Beaucoup de points négatifs pour ce film et pourtant on ne s’ennuie pas une seconde. Malgré un montage douteux, le rythme est soutenu. Mais le problème, c’est que Suicide Squad n’arrive jamais à dépasser son statut de simple divertissement. Il suffit de voir les scènes d’action: cool mais loin d’en mettre plein la vue. Trop gentillet, pas assez de violence et un final bon mais pas transcendant. Bref, Suicide Squad ne se contente que d’être moyen en tout point…

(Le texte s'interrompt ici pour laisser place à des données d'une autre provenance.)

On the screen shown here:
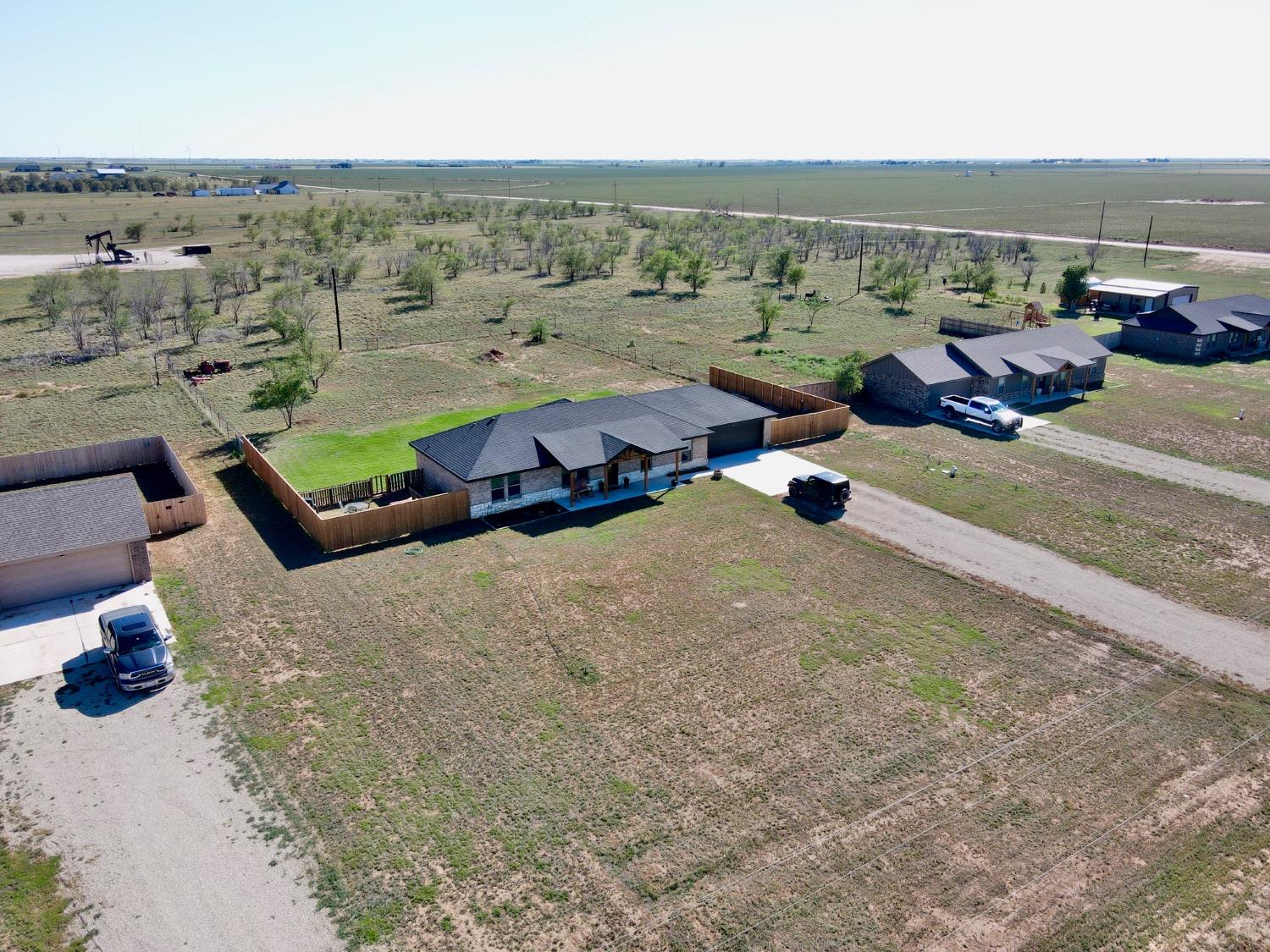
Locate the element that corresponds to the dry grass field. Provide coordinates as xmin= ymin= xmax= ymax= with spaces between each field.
xmin=0 ymin=184 xmax=1270 ymax=949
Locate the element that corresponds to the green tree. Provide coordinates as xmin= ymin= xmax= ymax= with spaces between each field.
xmin=559 ymin=244 xmax=591 ymax=283
xmin=785 ymin=264 xmax=807 ymax=296
xmin=639 ymin=248 xmax=680 ymax=291
xmin=803 ymin=294 xmax=832 ymax=330
xmin=291 ymin=334 xmax=340 ymax=393
xmin=766 ymin=245 xmax=794 ymax=287
xmin=398 ymin=256 xmax=441 ymax=306
xmin=27 ymin=272 xmax=73 ymax=330
xmin=182 ymin=307 xmax=213 ymax=345
xmin=886 ymin=274 xmax=922 ymax=312
xmin=678 ymin=251 xmax=713 ymax=294
xmin=833 ymin=350 xmax=869 ymax=400
xmin=754 ymin=291 xmax=781 ymax=340
xmin=970 ymin=261 xmax=998 ymax=304
xmin=1054 ymin=264 xmax=1090 ymax=309
xmin=249 ymin=360 xmax=312 ymax=431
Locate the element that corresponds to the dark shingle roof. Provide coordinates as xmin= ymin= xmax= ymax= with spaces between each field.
xmin=1124 ymin=294 xmax=1270 ymax=337
xmin=949 ymin=325 xmax=1112 ymax=377
xmin=411 ymin=385 xmax=776 ymax=482
xmin=0 ymin=474 xmax=150 ymax=563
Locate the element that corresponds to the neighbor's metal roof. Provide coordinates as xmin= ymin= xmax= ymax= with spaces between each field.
xmin=0 ymin=474 xmax=150 ymax=564
xmin=1123 ymin=294 xmax=1270 ymax=337
xmin=1090 ymin=278 xmax=1198 ymax=297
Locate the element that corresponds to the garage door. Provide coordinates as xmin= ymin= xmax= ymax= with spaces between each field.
xmin=706 ymin=421 xmax=764 ymax=457
xmin=0 ymin=543 xmax=132 ymax=608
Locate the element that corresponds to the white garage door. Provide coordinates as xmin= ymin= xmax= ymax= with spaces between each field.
xmin=0 ymin=543 xmax=132 ymax=608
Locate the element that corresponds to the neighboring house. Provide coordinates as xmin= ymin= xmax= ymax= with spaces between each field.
xmin=864 ymin=325 xmax=1112 ymax=413
xmin=1120 ymin=294 xmax=1270 ymax=358
xmin=411 ymin=383 xmax=776 ymax=518
xmin=0 ymin=474 xmax=150 ymax=609
xmin=256 ymin=179 xmax=300 ymax=195
xmin=1089 ymin=278 xmax=1199 ymax=315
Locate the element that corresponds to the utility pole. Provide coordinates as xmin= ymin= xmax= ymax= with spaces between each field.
xmin=330 ymin=268 xmax=345 ymax=350
xmin=856 ymin=233 xmax=865 ymax=294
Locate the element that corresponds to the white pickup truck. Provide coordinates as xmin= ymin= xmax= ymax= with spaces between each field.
xmin=940 ymin=396 xmax=1024 ymax=433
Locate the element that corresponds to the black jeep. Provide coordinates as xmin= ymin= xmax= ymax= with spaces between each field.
xmin=789 ymin=470 xmax=851 ymax=508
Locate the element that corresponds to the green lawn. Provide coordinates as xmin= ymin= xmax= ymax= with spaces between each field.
xmin=269 ymin=390 xmax=615 ymax=492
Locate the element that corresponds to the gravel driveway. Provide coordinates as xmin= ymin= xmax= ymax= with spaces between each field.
xmin=1021 ymin=424 xmax=1270 ymax=505
xmin=841 ymin=480 xmax=1270 ymax=690
xmin=0 ymin=664 xmax=340 ymax=952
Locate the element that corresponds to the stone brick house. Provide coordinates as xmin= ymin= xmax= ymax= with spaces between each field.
xmin=411 ymin=383 xmax=776 ymax=518
xmin=1120 ymin=294 xmax=1270 ymax=360
xmin=864 ymin=327 xmax=1112 ymax=413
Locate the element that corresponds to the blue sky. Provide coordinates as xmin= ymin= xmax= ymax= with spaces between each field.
xmin=0 ymin=0 xmax=1270 ymax=159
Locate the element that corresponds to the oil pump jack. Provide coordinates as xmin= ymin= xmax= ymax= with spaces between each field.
xmin=84 ymin=230 xmax=137 ymax=264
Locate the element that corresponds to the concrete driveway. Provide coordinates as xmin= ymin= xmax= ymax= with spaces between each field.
xmin=0 ymin=581 xmax=172 ymax=685
xmin=695 ymin=448 xmax=825 ymax=497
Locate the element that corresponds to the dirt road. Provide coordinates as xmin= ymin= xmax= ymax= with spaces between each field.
xmin=0 ymin=664 xmax=342 ymax=952
xmin=0 ymin=248 xmax=203 ymax=278
xmin=1020 ymin=424 xmax=1270 ymax=505
xmin=434 ymin=191 xmax=1270 ymax=268
xmin=841 ymin=480 xmax=1270 ymax=691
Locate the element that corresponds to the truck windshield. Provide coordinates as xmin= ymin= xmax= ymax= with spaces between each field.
xmin=116 ymin=619 xmax=163 ymax=655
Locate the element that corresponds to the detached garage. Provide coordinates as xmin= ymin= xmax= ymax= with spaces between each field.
xmin=0 ymin=474 xmax=150 ymax=611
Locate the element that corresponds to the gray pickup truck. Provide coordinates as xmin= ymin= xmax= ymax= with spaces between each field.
xmin=98 ymin=606 xmax=177 ymax=691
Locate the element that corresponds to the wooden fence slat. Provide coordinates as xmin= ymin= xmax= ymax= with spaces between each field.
xmin=710 ymin=367 xmax=851 ymax=443
xmin=239 ymin=436 xmax=469 ymax=553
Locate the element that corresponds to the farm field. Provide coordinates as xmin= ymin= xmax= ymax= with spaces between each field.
xmin=797 ymin=408 xmax=1270 ymax=619
xmin=0 ymin=183 xmax=1270 ymax=949
xmin=148 ymin=162 xmax=1270 ymax=250
xmin=148 ymin=456 xmax=1270 ymax=949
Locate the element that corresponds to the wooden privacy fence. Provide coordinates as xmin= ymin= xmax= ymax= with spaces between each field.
xmin=710 ymin=367 xmax=851 ymax=443
xmin=940 ymin=315 xmax=1019 ymax=338
xmin=238 ymin=436 xmax=469 ymax=553
xmin=0 ymin=437 xmax=207 ymax=536
xmin=304 ymin=470 xmax=427 ymax=509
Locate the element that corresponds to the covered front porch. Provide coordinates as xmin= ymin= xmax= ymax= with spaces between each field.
xmin=564 ymin=444 xmax=687 ymax=509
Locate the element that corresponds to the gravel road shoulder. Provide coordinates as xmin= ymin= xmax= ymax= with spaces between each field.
xmin=1020 ymin=424 xmax=1270 ymax=505
xmin=0 ymin=665 xmax=340 ymax=952
xmin=841 ymin=485 xmax=1270 ymax=691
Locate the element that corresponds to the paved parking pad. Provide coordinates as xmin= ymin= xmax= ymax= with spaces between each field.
xmin=695 ymin=449 xmax=825 ymax=497
xmin=0 ymin=581 xmax=172 ymax=685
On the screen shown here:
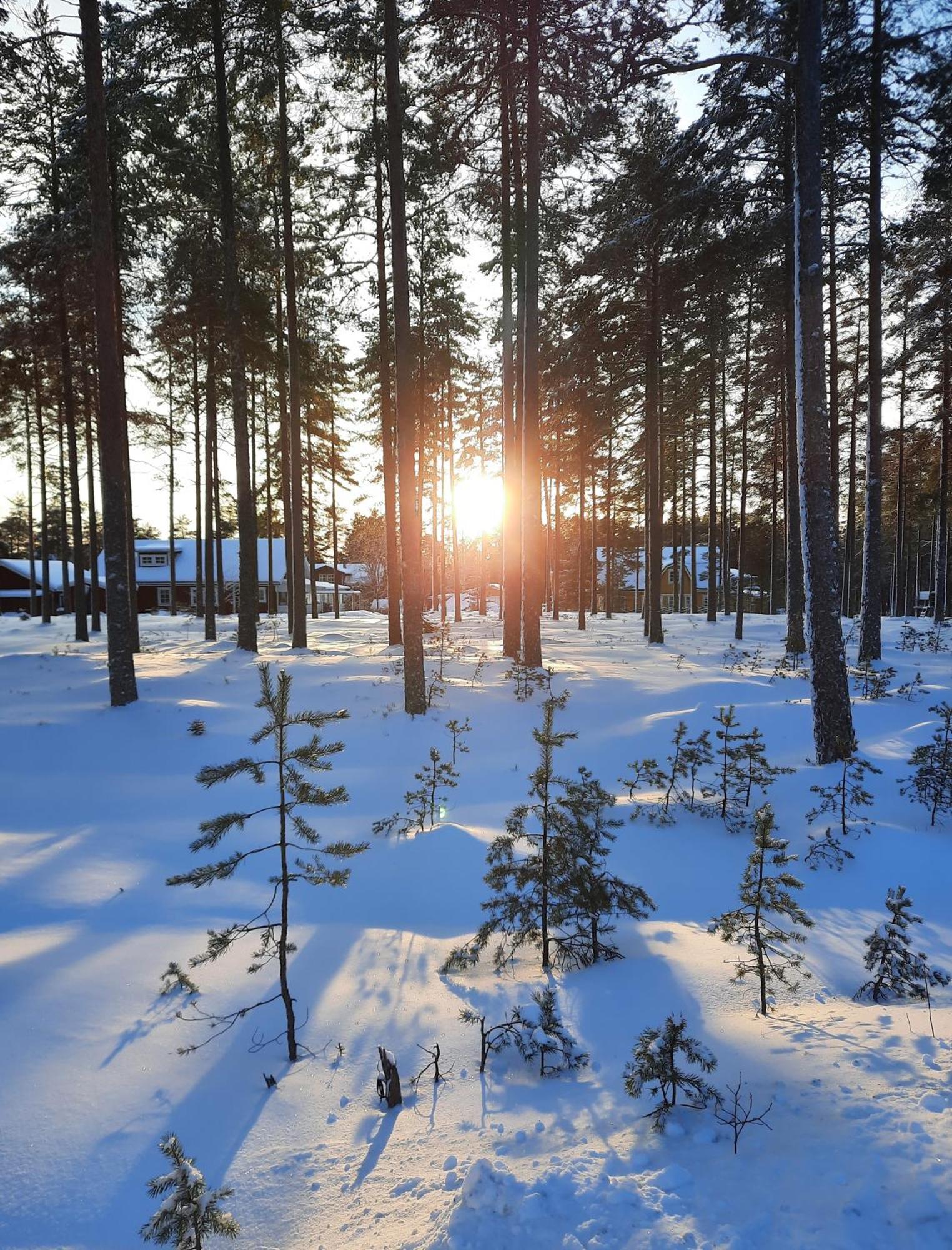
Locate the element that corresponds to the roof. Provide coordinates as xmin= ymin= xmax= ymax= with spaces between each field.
xmin=99 ymin=539 xmax=285 ymax=586
xmin=596 ymin=542 xmax=707 ymax=590
xmin=0 ymin=556 xmax=89 ymax=594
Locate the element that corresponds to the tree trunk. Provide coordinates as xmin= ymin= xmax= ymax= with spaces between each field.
xmin=932 ymin=318 xmax=952 ymax=624
xmin=191 ymin=324 xmax=205 ymax=618
xmin=169 ymin=354 xmax=177 ymax=616
xmin=645 ymin=244 xmax=665 ymax=642
xmin=840 ymin=312 xmax=862 ymax=616
xmin=374 ymin=65 xmax=401 ymax=646
xmin=692 ymin=312 xmax=718 ymax=624
xmin=783 ymin=84 xmax=805 ymax=655
xmin=205 ymin=314 xmax=220 ymax=642
xmin=793 ymin=0 xmax=856 ymax=765
xmin=858 ymin=0 xmax=883 ymax=664
xmin=733 ymin=279 xmax=753 ymax=642
xmin=274 ymin=0 xmax=307 ymax=649
xmin=80 ymin=0 xmax=137 ymax=708
xmin=576 ymin=420 xmax=587 ymax=630
xmin=384 ymin=0 xmax=426 ymax=715
xmin=211 ymin=0 xmax=256 ymax=651
xmin=500 ymin=24 xmax=522 ymax=659
xmin=892 ymin=298 xmax=910 ymax=616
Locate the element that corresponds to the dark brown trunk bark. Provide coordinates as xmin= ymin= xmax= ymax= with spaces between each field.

Est ce que Suicide Squad est un mauvais film? Non, c’est un excellent divertissement. Est ce que la Suicide Squad est ratée? Nous avons de bons personnages mais les 3/4 sont sous exploités. On nous vendait une équipe de vilains, de raclures mais on est loin du compte. On ne peut que reprocher à la Warner de ne pas avoir eu le courage de nous offrir un film, plus sombre, plus adulte et violent. L’erreur du studio: vouloir copier la recette de son concurrent de toujours: Marvel. Ils ont voulu un film cool, ils l’ont eu mais le résultat final en pâtit énormément.  On ne peut que déplorer ce gâchis… Deux films sortis cette année mais la Warner et DC peinent à nous présenter un DCEU convaincant. Ma note: 6.5/10


Suicide Squad est réalisé par David Ayer avec Will Smith, Jared Leto, Margot Robbie, Viola David, Jai Courtney, Cara Delevingne, Joel Kinnaman, Adam Beach, Scott Eastwood, Karen Fukuhara, Jay Hernandez, Raymond Olubowale et Adewale Akinnuoye-Agbaje. Sortie: le 03 aout 2016. Durée: 02h10.